- The paper introduces a novel ADSD model that fuses RGB and depth data using attention mechanisms for semantic segmentation.
- The dual-branch decoder, incorporating ASPP, addresses data imbalance and enhances multi-task supervision for robust feature learning.
- Experimental results on NYUDv2 and SUN-RGBD demonstrate superior performance with a 52.5% mIoU metric.
Attention-based Dual Supervised Decoder for RGBD Semantic Segmentation
Introduction
The field of RGBD semantic segmentation involves the challenging task of using both RGB color and depth data to classify each pixel of an image into a semantic category. This task is of particular importance due to its applications across various domains such as augmented reality (AR), virtual reality (VR), and autonomous systems. The complexity arises from processing joint reasoning from both modalities—RGB and depth (D)—and effectively utilizing them in semantic segmentation tasks.
Overview of the Proposed Architecture
The paper proposes an architecture termed as the Attention-based Dual Supervised Decoder (ADSD) designed specifically for RGBD semantic segmentation. The core of this architecture lies in its novel attention-based dual supervised decoder, which comprises a two-stream encoder and a dual-branch decoder that enables robust multi-modal fusion and task supervision (Figure 1).
Figure 1: Overview of the proposed ADSD architecture detailing the two-stream encoder and dual-branch decoder.
Encoder Design and Multi-modal Fusion
The encoder employs a two-stream design to separately process RGB and depth information using ResNet-50 as the backbone. The innovative aspect here is the Attention-based Multi-modal Fusion (AMF) module which is engineered to effectively extract and fuse multi-level complementary information from both modalities. The AMF uses channel attention mechanisms to emphasize important channels, which allows the network to prioritize useful feature maps and thereby enhances semantic segmentation performance.

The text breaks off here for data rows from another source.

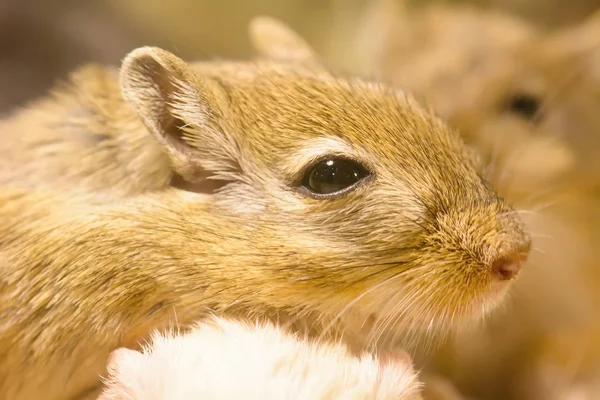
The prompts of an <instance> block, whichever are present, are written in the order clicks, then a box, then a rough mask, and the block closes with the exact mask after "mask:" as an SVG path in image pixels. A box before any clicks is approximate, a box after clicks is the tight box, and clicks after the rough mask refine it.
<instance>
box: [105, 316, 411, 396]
mask: <svg viewBox="0 0 600 400" xmlns="http://www.w3.org/2000/svg"><path fill="white" fill-rule="evenodd" d="M407 361H408V362H405V361H404V360H394V359H391V360H389V359H388V360H384V359H378V358H376V357H374V356H373V355H371V354H368V353H366V354H363V355H362V356H360V357H356V356H354V355H352V354H351V353H350V352H349V351H348V350H347V349H346V347H345V346H344V344H343V343H341V342H335V343H331V344H330V343H316V342H314V341H309V340H306V339H302V338H300V337H298V336H296V335H291V334H290V333H288V332H285V331H283V330H282V329H280V328H278V327H276V326H275V325H273V324H258V323H257V324H250V323H243V322H239V321H235V320H228V319H223V318H214V319H211V320H209V321H205V322H203V323H200V324H197V325H196V326H194V327H193V329H192V330H191V331H190V332H188V333H186V334H175V333H170V334H161V333H155V334H154V335H153V337H152V340H151V342H150V343H149V344H148V345H146V346H144V349H143V351H142V352H139V351H135V350H129V349H126V348H121V349H118V350H115V351H114V352H113V353H112V354H111V357H110V362H109V364H108V373H109V375H108V376H107V377H106V379H105V384H106V388H105V389H104V391H103V393H102V395H101V396H100V397H99V398H98V400H199V399H257V400H258V399H265V400H266V399H273V400H275V399H290V400H291V399H298V400H300V399H306V400H309V399H311V400H313V399H314V400H326V399H332V400H333V399H357V400H358V399H360V400H363V399H373V400H375V399H381V400H384V399H389V400H392V399H394V400H418V399H421V396H420V389H421V388H420V384H419V383H418V381H417V375H416V373H415V371H414V370H413V368H412V365H411V364H410V363H409V362H410V360H407Z"/></svg>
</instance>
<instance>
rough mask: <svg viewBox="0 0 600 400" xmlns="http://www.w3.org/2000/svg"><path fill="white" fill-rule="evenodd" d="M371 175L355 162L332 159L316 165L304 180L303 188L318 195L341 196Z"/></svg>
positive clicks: (303, 180)
mask: <svg viewBox="0 0 600 400" xmlns="http://www.w3.org/2000/svg"><path fill="white" fill-rule="evenodd" d="M368 175H369V173H368V172H367V170H366V169H365V168H363V167H362V166H361V165H360V164H358V163H357V162H355V161H350V160H345V159H340V158H332V159H327V160H324V161H321V162H319V163H317V164H315V165H314V166H313V167H312V168H311V169H310V170H309V171H308V173H307V174H306V175H305V176H304V178H303V179H302V186H303V187H305V188H306V189H308V190H309V191H310V192H312V193H314V194H318V195H333V194H339V193H341V192H343V191H344V190H346V189H349V188H351V187H352V186H354V185H355V184H356V183H358V182H359V181H360V180H362V179H363V178H365V177H367V176H368Z"/></svg>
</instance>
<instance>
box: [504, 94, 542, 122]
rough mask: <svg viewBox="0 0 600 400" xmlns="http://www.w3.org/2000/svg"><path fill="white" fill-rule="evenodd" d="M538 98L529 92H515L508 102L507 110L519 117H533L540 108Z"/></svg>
mask: <svg viewBox="0 0 600 400" xmlns="http://www.w3.org/2000/svg"><path fill="white" fill-rule="evenodd" d="M540 106H541V102H540V100H539V99H538V98H537V97H536V96H534V95H531V94H525V93H521V94H517V95H515V96H513V97H512V98H511V99H510V101H509V102H508V110H509V111H510V112H512V113H514V114H518V115H520V116H521V117H524V118H527V119H531V118H533V117H535V116H536V115H537V113H538V111H539V110H540Z"/></svg>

Figure 2: Detailed structure of channel attention and spatial attention used in AMF.
Dual-branch Decoder
The dual-branch decoder is engineered to address the imbalance between encoder and decoder typically observed in semantic segmentation models. This decoder comprises a primary branch for semantic segmentation, aided by a secondary branch that can be tasked with normal estimation, depth estimation, or additional semantic tasks to provide supervision. To improve the multi-scale context processing and segmentation accuracy, Atrous Spatial Pyramid Pooling (ASPP) is integrated into the primary branch (Figure 3).
Figure 3: Diagram of the proposed dual-branch decoder showing integration of ASPP for enhanced semantic segmentation.
Experimental Results
The model was evaluated on two benchmark datasets: NYUDv2 and SUN-RGBD, demonstrating superior performance over existing state-of-the-art techniques. On NYUDv2, the ADSD achieved a mean Intersection over Union (mIoU) of 52.5%, showcasing improvements credited to the multi-level and multi-task learning strategies adopted in the decoder. The dual-branch decoder facilitated convergence and reduced the training difficulty caused by data imbalance, further illustrated by the rapid reduction in loss values during training (Figure 4).
Figure 4: Statistics of loss values during training highlighting the convergence improvement with ADSD.
Conclusion
The ADSD model presents a significant advancement in leveraging multi-modal information for RGBD semantic segmentation. The use of attention mechanisms and a dual-branched approach enables robust feature fusion and effective task supervision, leading to enhanced segmentation performance. Future research could explore extending these techniques to other vision applications, focusing on network efficiency and broader applicability.